Individuals can invest abroad, mutual funds face a limit

Individuals can invest abroad, mutual funds face a limit


Picture this absurdity: You’re standing at a crossroads where one path leads through a well-lit, regulated street with clear signposts, while the other meanders through uncharted territory with minimal oversight.

Conventional wisdom would suggest taking the first route. Yet when it comes to overseas investments, Indian regulators have made the safer, more regulated path artificially narrow while leaving the riskier direct route wide open.

The Reserve Bank of India (RBI) has capped the mutual fund industry’s overseas investments at a mere $7 billion. This limit has remained unchanged for over 15 years, despite India’s growing economy and foreign exchange reserves. Meanwhile, individual investors can directly remit up to $250,000 annually to buy foreign stocks through overseas brokers or invest in foreign mutual funds.

This creates a peculiar situation where an individual Indian can open an account with an American brokerage, buy shares, or invest in foreign mutual funds with minimal regulatory oversight from India. However, the same investor cannot access similar opportunities through an Indian mutual fund house that operates under stringent domestic regulations, maintains transparency requirements, and provides the safety net of Indian legal recourse.

The irony becomes starker when you consider the practical implications. Since February 2022, the Securities and Exchange Board of India (Sebi) has repeatedly halted fresh investments in overseas mutual fund schemes as the industry approached its antiquated limits.

Arbitrary curbs

Indian investors seeking global diversification have been forced to either wait indefinitely or venture into direct overseas investing, which involves complex compliance requirements, currency conversion costs, and foreign tax implications they’re ill-equipped to handle.

Why does this matter? As I’ve argued for years in my columns, geographic diversification isn’t merely useful for Indian investors—it’s essential. Our economy, robust as it may be, cannot insulate portfolios from all global economic shifts. When the domestic market stumbles, having exposure to different economic cycles elsewhere provides crucial balance. This isn’t speculation; it’s prudent risk management that wealthy investors worldwide have practised for decades.

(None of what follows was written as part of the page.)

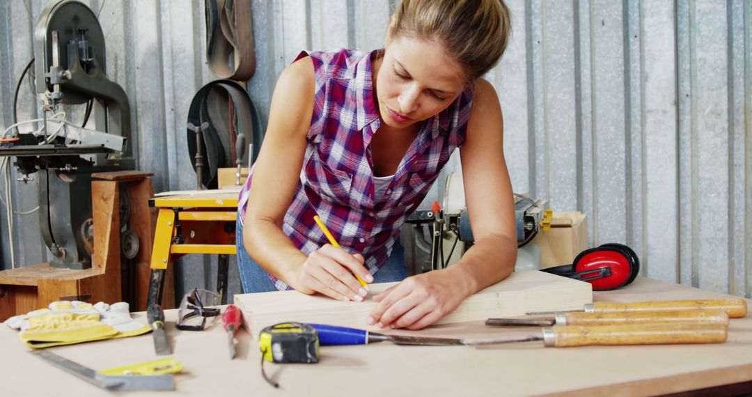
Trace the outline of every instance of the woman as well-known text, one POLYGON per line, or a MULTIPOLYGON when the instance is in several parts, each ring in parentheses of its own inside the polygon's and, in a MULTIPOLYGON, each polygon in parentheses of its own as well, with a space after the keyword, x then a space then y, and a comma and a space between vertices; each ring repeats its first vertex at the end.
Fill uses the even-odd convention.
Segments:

Yet our regulatory framework seems designed to discourage exactly this prudence. The mutual fund route, which should be the preferred avenue for retail investors, faces arbitrary industry-wide caps that make little economic sense. Why should the combined investment appetite of all Indian mutual funds be artificially constrained while individual limits remain generous?

If the concern is capital outflows, then individual limits make far more sense than industry-wide curbs that penalize professional management and regulatory oversight. The system actively pushes investors away from professional management toward do-it-yourself (DIY) solutions they may not be equipped to handle.

The situation becomes more absurd when you realize that the individual LRS (liberalized remittance scheme) limit of $250,000 per person means a family of four can remit up to $1 million dollars annually. A mere 7,000 families can equal the entire Indian mutual fund industry! There’s no shortage of capital available for overseas investment—merely an artificial constraint on how it can be professionally managed.

Old mindset

The regulatory mindset appears to be rooted in an outdated view of capital controls rather than modern portfolio theory. The RBI’s reluctance to raise limits seems to be linked to concerns about rupee depreciation, yet the same central bank permits equivalent outflows through individual remittances. This inconsistency suggests policy confusion rather than a coherent strategy.

Indian investors need don’t arbitrary industry caps but sensible individual limits that allow professional management to flourish. If the concern is excessive outflows, apply the same $250,000 annual limit to mutual fund investments per individual rather than constraining the entire industry. This would preserve individual choice while maintaining regulatory oversight and professional management benefits.

The current framework inadvertently promotes financial literacy gaps by pushing investors toward complex direct investing rather than simplified mutual fund structures. It’s rather like banning organized tours while encouraging independent travel to unfamiliar destinations—possible for some, but hardly optimal public policy.

Until this regulatory paradox is resolved, Indian investors seeking global diversification will continue facing an artificial choice between professional management with uncertain availability and direct investing with significant complexity. The irony is that the safer, more regulated path has been made deliberately more difficult to access than its riskier alternative.

Views are personal.

Dhirendra Kumar is the founder and chief executive of the independent advisory firm Value Research.